The writing in Legend of Mana is funny, cheesy, unexpected, and sometimes too real. So it’s anime, basically. Because they’re not tied to the fate of the world, the questlines are free to go in any direction they please. Many take advantage of this to have you get answers from a fruit psychic, upend a centaur romance just as it’s getting good, or kill off characters that seem essential. Yet these tonal swings work, creating a vibrant world of drama, whimsy, and adventure. All of this is presented faithfully with the text boxes, sprite characters, and hand-drawn backgrounds of the PS1 era, albeit with UI tweaks and formatting for newer platforms.
It’s in these tweaks where Legend of Mana proves itself to be a great port. Aside from attempting to create a feeling of personalization, the goal of Legend of Mana’s loose approach to story is replayability. New Game+ lets you keep your levels, weapons, and pets from previous runs so that you can create a minmaxed monstrosity or speed towards those quests you missed the first time. The remaster aids in this with two key features: Quick Saves and Encounter Toggle. Quick Save replaces the need to find a statue to record progress, and Encounter Toggle stops enemies from attacking you every time you enter their area. So much of the mid-to-late game is backtracking to find characters and trigger quests, and these two features take away the tedium of that.

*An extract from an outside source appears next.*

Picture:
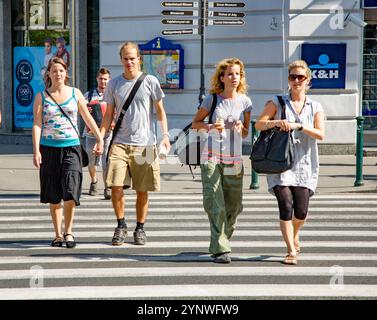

For the most part, anyway.
Quality of life updates are always welcome, but a simple remaster doesn’t change the ’90s game design. All locations that aren’t towns are labyrinths, so completing the majority of quests comes down to finding the correct path, carving through mobs along the way, and ending with a boss battle. I got tired of mazes after a while, and the static background art didn’t help to stave off the sensation of sameness. Puzzles are a test of memory instead of skill or logic, so victory isn’t very rewarding.
The most ’90s thing in Legend of Mana, however, comes to the West courtesy of this remaster. Players can capture monster eggs and raise them into AI-controlled battle companions. In the original Japanese release, this element came with the addition of PocketStation support. Players could put their monsters into the tiny device and gain experience points on the go. Now, the remaster comes with built-in Ring Ring Land (the name of the PocketStation game) in all regions. After only a few minutes of use, I saw it for what it was: an attempt to get in on the Monster Rancher/Digimon/Pokemon craze of the time.
That’s not to say following a trend is bad by default. Ring Ring Land just fails in not being fun or useful. The whole thing is decided by dice rolls. Your goal is to get your monster to complete 1-3 laps around a track, battling other monsters along the way. Lose enough times, and you get nothing. There’s no items to manipulate your rolls, and there’s no way to strategize how to move along the track safely. All you can do is hope you roll consistently high. You don’t even get much experience for winning Ring Ring Land – you’re better off just taking monsters with you to battle.
Legend of Mana is a competent port of an odd little game, which is honestly an achievement for Square Enix. The fun of the original is intact, and small quality of life additions help ease the grind of ’90s JRPG design. Ring Ring Land doesn’t add much, but it doesn’t take away either. The Mana series has gotten a lot of love from both fans and Square Enix recently, and this Legend of Mana remaster keeps the brand growing strong.
A Nintendo Switch digital copy was provided for this review. Legend of Mana will be available on PC, PS4, and Nintendo Switch on June 24.